Le 10 juin 2022, l’administration fiscale a émis un titre de perception pour un montant de 27.375 €, sur la période du 1er février 2021 au 31 janvier 2022.
La créance ainsi liquidée par l’administration fiscale trouve son fondement dans la décision prononcée par la chambre correctionnelle de la cour d’appel de Versailles en application de l’article L. 480-7 du code de l’urbanisme.
La liquidation de l’astreinte étant relative à l’exécution d’une décision judiciaire, le contentieux de son recouvrement relève de la chambre correctionnelle de la cour d’appel de Versailles sans que la circonstance tenant à la liquidation par une décision de l’administration fiscale n’ait pu modifier ni la nature du litige ni la détermination de la compétence.
Surabondamment, dans un arrêt du tribunal des conflits en date du 7 avril 2025, n°4335 recueil Lebon, une décision similaire a été rendue en tranchant en faveur de la chambre correctionnelle de la cour d’appel qui avait prononcé l’astreinte.

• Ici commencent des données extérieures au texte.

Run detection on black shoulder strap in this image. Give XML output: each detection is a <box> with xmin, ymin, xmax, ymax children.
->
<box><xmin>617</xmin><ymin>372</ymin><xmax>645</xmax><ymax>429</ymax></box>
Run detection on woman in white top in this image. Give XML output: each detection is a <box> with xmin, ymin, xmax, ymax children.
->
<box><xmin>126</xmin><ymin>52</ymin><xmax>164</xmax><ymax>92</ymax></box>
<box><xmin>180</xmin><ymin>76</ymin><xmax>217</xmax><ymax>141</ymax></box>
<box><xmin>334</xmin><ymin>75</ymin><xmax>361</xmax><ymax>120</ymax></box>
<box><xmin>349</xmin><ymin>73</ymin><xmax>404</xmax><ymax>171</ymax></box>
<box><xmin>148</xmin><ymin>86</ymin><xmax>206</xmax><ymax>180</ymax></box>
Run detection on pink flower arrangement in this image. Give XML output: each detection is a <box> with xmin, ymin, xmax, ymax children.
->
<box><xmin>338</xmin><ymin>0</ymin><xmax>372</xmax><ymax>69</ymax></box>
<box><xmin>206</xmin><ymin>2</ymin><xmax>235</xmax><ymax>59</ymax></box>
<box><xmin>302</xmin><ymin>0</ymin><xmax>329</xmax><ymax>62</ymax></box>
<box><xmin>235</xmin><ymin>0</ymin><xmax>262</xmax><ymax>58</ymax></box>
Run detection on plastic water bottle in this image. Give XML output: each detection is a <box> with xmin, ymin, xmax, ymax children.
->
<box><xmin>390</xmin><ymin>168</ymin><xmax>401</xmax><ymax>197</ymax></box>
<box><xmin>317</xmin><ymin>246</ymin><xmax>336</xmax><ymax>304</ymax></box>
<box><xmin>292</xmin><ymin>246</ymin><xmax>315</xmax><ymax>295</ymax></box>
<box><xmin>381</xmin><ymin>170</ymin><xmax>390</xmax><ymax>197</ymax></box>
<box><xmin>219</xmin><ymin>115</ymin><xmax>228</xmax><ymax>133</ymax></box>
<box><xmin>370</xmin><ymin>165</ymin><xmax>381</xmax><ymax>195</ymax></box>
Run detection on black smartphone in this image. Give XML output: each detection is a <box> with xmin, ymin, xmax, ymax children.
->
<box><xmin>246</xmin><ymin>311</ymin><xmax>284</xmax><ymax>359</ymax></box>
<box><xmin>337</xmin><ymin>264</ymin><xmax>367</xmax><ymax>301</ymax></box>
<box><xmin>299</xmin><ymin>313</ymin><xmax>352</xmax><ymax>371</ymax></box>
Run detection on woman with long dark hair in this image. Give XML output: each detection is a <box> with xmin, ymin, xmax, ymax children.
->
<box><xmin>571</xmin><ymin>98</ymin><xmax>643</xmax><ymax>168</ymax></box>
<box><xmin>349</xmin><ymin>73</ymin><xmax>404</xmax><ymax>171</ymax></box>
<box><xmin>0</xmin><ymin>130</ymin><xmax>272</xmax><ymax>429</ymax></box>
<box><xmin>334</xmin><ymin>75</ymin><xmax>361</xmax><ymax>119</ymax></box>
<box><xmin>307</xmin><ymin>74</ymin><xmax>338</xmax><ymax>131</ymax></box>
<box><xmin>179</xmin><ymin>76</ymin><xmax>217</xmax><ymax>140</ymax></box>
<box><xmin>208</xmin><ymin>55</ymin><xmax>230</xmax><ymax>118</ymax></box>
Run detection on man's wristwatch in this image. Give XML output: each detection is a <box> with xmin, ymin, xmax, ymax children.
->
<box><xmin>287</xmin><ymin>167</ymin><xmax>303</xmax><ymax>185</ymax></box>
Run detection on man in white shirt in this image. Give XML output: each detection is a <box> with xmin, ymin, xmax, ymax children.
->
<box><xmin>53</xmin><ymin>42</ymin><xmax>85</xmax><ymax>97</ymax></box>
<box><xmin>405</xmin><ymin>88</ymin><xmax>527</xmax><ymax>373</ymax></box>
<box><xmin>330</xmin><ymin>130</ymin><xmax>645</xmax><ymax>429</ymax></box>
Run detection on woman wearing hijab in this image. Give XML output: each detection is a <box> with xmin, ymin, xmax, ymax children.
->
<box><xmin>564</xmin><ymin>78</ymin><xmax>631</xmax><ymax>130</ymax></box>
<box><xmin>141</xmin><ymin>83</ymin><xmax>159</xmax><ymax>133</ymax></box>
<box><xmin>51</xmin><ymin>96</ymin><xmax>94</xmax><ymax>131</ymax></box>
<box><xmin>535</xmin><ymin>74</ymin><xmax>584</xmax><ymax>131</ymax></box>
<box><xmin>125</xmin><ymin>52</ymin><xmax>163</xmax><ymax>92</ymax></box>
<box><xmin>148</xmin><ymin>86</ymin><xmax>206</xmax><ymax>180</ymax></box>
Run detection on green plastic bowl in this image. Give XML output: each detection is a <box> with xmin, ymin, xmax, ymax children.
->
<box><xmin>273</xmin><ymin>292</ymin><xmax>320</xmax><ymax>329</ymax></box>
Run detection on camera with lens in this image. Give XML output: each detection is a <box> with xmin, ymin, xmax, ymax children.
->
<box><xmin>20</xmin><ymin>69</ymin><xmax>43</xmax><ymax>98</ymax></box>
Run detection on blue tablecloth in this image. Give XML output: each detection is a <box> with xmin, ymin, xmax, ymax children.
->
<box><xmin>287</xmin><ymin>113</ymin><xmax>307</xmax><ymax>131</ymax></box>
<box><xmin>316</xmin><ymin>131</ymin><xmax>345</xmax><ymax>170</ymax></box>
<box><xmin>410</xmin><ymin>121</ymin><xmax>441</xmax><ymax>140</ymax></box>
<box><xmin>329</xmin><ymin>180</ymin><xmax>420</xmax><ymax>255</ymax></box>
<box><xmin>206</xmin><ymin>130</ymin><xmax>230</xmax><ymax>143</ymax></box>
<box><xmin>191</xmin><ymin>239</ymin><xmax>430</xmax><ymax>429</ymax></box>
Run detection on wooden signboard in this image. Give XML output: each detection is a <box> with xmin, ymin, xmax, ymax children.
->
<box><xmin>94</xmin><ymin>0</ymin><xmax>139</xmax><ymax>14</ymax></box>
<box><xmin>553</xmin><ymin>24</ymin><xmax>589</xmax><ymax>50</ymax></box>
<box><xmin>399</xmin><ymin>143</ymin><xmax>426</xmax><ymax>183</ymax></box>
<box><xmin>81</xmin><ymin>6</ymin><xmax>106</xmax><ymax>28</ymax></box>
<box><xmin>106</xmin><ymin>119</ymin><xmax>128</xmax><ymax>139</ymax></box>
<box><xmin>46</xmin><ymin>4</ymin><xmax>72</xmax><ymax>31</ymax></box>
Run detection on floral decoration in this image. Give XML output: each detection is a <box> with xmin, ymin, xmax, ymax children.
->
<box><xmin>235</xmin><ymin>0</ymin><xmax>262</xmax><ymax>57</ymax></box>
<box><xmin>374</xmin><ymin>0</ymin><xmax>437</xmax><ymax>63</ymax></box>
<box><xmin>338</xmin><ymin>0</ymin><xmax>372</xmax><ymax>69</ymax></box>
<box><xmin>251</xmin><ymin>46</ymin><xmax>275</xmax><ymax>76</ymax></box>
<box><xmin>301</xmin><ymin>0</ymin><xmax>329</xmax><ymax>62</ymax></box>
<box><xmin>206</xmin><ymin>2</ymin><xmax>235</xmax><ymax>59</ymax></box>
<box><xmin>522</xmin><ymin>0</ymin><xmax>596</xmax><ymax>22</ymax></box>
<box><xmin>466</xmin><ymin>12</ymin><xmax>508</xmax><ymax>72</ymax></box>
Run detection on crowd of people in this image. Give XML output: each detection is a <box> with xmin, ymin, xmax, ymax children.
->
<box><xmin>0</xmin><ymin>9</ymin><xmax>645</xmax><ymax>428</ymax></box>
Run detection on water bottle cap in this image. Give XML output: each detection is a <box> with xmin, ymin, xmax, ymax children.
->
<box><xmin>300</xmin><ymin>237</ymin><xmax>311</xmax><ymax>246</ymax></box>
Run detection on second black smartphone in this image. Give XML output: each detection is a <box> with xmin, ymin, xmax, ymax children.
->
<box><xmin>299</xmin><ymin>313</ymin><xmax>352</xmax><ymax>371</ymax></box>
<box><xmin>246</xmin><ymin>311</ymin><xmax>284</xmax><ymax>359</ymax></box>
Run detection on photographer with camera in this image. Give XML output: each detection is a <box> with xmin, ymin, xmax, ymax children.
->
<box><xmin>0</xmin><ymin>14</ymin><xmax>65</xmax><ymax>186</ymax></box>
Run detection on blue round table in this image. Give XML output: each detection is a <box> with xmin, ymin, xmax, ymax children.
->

Il y a lieu de réserver les autres demandes ainsi que les dépens.
PAR CES MOTIFS
Le juge de la mise en état, statuant publiquement, par mise à disposition au greffe, par ordonnance contradictoire susceptible d’appel dans les conditions de l’article 83 et suivants du code de procédure civile :
DISONS que la présente affaire ne peut pas relever de la compétence du tribunal judiciaire de Paris ;
DÉSIGNONS la chambre correctionnelle de la cour d’appel de Versailles pour être compétente ;
DISONS que le dossier sera transmis à la cour d’appel de Versailles à défaut d’appel ;
RÉSERVONS les autres demandes ainsi que les dépens.
Faite et rendue à [Localité 7] le 02 septembre 2025.